Un livre excellent mais inconfortable comme Atlas de la culture, Du soft power au hard power : comment la culture prend le pouvoir, (Éditions autrement 2020) d’Antoine Pecqueur, nous permettrait d'apprécier, en soi, la différence entre une démocratie – fondée sur la liberté d'expression et de la presse, même lorsqu'il s'agit de révéler des faits qui déplaisent aux élites dirigeantes – et un régime autoritaire. La fonctionnalisation de l'art au service du pouvoir est l'un de ces arguments que les autocraties (et « démocratures ») qui se multiplient dans le monde – même au sein de l'Union européenne – se garderaient bien d'expliciter : qu'un tel livre puisse circuler, être lu et faire l'objet de discussions est une preuve encourageante de la vitalité durable de la pensée critique, malgré son impopularité actuelle. À l'heure où les sirènes qui circulent dans la vaste mer de la culture mondiale se font passer pour vertueuses et désintéressées, toutes incluses dans le dur service de l'art, Antoine Pecqueur nous incite à nous demander si, par hasard, derrière leur chant ne se cache pas quelque chose qui n'a rien à voir ni avec l'art ni avec la vertu.

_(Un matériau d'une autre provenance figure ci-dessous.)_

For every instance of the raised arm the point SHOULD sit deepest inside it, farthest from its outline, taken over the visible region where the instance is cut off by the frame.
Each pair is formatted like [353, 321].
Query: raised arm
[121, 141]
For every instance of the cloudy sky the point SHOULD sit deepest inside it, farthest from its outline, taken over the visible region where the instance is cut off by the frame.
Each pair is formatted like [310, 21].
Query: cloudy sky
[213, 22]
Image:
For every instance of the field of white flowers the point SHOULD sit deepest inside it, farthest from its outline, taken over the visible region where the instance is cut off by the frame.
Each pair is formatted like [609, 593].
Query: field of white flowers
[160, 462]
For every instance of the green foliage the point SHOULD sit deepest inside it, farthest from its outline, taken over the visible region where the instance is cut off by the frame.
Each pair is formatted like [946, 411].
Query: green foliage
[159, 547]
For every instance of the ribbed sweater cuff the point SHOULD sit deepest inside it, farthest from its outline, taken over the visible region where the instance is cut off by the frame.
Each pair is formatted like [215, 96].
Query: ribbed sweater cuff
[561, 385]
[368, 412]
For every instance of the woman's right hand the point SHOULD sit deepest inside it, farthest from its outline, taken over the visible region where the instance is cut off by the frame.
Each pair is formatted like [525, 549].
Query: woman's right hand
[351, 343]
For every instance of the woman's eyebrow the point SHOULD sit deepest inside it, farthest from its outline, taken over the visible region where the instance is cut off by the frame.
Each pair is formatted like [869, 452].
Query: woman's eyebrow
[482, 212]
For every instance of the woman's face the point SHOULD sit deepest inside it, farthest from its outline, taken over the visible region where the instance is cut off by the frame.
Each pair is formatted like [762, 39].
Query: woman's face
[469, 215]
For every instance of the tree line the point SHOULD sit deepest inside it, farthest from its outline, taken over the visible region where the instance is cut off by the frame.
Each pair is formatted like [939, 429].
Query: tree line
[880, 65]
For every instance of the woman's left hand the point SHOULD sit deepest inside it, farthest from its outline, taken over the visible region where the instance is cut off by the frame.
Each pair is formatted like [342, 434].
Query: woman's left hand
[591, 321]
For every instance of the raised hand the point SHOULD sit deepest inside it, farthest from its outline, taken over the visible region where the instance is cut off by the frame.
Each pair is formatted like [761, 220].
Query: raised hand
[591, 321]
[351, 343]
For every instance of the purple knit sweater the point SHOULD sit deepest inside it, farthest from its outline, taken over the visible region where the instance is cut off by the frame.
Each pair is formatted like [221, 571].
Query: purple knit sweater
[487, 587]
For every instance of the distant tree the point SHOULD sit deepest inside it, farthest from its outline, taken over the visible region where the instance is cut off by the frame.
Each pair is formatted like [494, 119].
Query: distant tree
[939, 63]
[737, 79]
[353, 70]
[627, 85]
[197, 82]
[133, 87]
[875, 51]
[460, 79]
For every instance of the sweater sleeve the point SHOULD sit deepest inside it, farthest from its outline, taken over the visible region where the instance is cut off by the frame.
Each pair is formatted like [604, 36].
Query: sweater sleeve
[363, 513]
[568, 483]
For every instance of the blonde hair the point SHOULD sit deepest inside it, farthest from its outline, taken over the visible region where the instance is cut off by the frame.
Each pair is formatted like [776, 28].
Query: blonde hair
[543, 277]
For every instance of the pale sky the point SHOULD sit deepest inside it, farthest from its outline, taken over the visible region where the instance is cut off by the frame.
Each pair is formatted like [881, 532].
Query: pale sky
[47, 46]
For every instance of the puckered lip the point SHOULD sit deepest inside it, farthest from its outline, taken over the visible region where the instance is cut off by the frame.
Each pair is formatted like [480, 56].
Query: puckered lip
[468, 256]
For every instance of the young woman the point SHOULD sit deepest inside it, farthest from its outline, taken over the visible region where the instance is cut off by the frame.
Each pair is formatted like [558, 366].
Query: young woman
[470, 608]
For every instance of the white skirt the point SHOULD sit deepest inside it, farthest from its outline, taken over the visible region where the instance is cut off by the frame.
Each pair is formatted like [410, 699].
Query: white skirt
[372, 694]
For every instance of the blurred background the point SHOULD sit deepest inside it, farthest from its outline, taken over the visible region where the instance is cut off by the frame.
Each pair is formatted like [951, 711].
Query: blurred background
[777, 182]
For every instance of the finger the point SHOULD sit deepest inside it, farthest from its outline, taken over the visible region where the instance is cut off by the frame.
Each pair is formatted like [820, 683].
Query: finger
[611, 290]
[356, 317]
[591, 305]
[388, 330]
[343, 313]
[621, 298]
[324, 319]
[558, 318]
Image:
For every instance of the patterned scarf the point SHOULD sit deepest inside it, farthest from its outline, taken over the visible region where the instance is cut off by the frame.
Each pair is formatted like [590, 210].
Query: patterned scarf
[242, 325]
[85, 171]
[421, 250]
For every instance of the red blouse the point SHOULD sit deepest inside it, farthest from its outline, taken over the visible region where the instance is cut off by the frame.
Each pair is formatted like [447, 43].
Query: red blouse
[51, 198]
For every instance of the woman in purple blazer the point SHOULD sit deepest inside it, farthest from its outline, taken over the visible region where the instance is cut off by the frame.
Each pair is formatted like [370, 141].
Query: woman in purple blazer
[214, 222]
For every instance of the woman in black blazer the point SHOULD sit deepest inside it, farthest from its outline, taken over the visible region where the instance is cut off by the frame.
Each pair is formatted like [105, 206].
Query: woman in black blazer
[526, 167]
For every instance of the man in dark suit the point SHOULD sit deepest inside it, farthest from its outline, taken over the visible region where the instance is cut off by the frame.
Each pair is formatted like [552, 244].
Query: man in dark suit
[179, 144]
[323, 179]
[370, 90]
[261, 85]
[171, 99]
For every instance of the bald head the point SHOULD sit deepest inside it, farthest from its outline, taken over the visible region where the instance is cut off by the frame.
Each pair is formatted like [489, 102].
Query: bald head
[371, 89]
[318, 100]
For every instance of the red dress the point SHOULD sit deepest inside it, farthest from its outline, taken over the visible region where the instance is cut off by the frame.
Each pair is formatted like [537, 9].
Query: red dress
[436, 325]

S'il a toujours été clair que l'art et la culture ne sont pas politiquement neutres – l'acte même de donner "forme" à quelque chose, c'est-à-dire de sélectionner, combiner et orienter les éléments de la réalité dans un objet artistique est déjà politique – il est également clair que le pouvoir préfère ne pas thématiser l'assujettissement de l'art et de la culture à ses propres fins de domination, préférant au contraire faire comme s'ils étaient libres et acceptaient spontanément ses objectifs. Pecqueur, qui s’appuie sur une énorme quantité de documents qui passent au crible le monde entier, de l'Europe à l'Amérique, en passant par l'Afrique, les monarchies du Golfe, la Chine et la Russie, révèle précisément ce que les élites voudraient garder caché, à savoir que la culture mondiale – ici plus ouvertement et sans vergogne, ou là plus subtilement – participe activement au renforcement et à la célébration des différents systèmes de pouvoir, même si ces systèmes sont antidémocratiques et violents.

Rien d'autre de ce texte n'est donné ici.